All Roads lead to Metro Manila | Daily Prompt: From the Collection of the Artist

It’s the year 2113. A major museum is running an exhibition on life and culture as it was in 2013. You’re asked to write an introduction for the show’s brochure. What will it say?

(Admittedly, I’m not as well-versed in most of the world issues so I’ll address the ones found in my country. I hope that is understandable and allowed.)

The Philippines remembers 2013 with such fondness for that was the year of a strange fixation.

We, as a nation, set our sights on thoroughfares, both great and small. While those abroad say that all roads lead to Rome, we Filipinos say that all roads lead to Metro Manila. And that is why—surprise, surprise—we have so much traffic in the capital.

Jog your memory for a while and see if you can remember an organization called Metropolitan Manila Development Authority (MMDA). Their decisions a century ago resulted to what we have now in this same city. But, as this is Metro Manila, it was not just the MMDA who had their way on the highway. Local government units could impose strict laws that could only be implemented in their cities and never be found nor followed elsewhere.

Can you just imagine the chaos then?

People had to live with such terrible hassle and confusion. They had to make sense of the changes in traffic laws that seem to happen overnight. And one of the ways that they employed to do so was to take the trains, which back then was known as the Light Railway Transit (LRT) and the Metro Rail Transit (MRT).

But with people flocking to elevated train tracks—not to mention cars that were over two decades old by that time—took such a toll on the maintenance that management had to call a fare hike, a move that divided the people in more ways than one.

Such turmoil is reflected in the art of that era. Crowded details, troubled visages, and puzzled Filipinos are just some of the key and familiar elements of the pieces that you would see in this section of the gallery. Recognizable pot holes and legendary traffic hot spots still steal the spotlight.
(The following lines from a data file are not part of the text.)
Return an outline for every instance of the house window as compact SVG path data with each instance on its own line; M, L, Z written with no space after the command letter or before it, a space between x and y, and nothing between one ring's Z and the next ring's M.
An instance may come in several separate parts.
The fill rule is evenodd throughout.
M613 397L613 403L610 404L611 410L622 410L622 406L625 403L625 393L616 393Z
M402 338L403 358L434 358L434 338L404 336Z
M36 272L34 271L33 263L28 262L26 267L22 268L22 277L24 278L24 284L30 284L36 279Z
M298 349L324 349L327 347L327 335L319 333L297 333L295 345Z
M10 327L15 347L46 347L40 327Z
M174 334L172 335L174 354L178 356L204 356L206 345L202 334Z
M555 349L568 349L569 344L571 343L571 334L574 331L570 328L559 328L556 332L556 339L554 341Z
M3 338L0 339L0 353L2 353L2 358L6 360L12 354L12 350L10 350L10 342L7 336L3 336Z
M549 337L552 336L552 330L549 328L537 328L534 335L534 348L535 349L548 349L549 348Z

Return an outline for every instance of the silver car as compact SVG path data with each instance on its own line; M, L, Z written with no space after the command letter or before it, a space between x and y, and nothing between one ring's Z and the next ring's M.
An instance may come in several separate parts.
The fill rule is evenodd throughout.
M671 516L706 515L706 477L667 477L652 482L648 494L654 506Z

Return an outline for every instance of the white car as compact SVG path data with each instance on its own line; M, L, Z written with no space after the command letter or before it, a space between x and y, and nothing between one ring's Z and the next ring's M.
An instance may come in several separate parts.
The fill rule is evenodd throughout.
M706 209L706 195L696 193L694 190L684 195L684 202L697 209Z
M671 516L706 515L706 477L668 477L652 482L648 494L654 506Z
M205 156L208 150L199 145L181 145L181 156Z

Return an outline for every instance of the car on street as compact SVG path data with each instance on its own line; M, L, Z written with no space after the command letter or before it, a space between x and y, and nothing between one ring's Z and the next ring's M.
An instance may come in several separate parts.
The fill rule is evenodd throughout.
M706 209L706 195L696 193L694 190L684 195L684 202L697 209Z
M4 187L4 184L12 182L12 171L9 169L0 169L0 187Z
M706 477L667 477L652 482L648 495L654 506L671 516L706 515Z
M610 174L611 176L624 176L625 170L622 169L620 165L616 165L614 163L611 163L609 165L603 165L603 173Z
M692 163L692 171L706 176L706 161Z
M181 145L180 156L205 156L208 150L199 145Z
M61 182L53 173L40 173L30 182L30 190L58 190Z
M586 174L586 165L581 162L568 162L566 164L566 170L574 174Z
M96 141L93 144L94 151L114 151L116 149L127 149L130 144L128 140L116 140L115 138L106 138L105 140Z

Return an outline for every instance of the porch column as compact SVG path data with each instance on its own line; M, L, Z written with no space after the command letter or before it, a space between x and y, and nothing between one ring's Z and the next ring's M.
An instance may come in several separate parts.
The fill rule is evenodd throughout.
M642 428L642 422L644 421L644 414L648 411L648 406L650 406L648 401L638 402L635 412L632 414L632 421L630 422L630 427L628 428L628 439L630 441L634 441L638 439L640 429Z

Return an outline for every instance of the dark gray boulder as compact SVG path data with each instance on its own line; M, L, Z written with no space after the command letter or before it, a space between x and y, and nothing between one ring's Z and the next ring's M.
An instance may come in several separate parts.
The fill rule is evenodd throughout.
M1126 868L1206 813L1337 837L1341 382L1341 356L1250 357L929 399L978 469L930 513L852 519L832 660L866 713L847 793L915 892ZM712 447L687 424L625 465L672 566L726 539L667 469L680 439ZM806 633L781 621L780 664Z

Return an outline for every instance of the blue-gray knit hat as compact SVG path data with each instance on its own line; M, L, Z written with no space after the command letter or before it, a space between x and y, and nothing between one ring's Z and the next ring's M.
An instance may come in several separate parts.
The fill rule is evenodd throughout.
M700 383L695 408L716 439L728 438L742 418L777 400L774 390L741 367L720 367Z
And the deathless Epifanio de los Santos Avenue (EDSA) remains the Mona Lisa of this period.

Also, if you have a keen sense of history, you can spot a figure or two that were crucial to the changes and confusion that beset the people of that year.


9 Comments Add yours

  1. Well done on the prompt!


    1. Mati Serrano says:

      Thank you so much!


  2. mobibrad says:

    while we cannot deny the chaotic city we live in, don’t you think writing an introductory brochure in this tone would put people off?

    or perhaps they might be intrigued to find out more. hmmmm 🙂


    1. Mati Serrano says:

      There is a hint of sarcasm to it.
      I believe that tone could only be removed in two ways: I do not talk about this (like some of our officials) or I deny it all (like the rest of the officials). We’re a fun bunch in the metro, aren’t we?
      That’s why I believe they would never pick this entry. Bad for the art. I strike too close for comfort.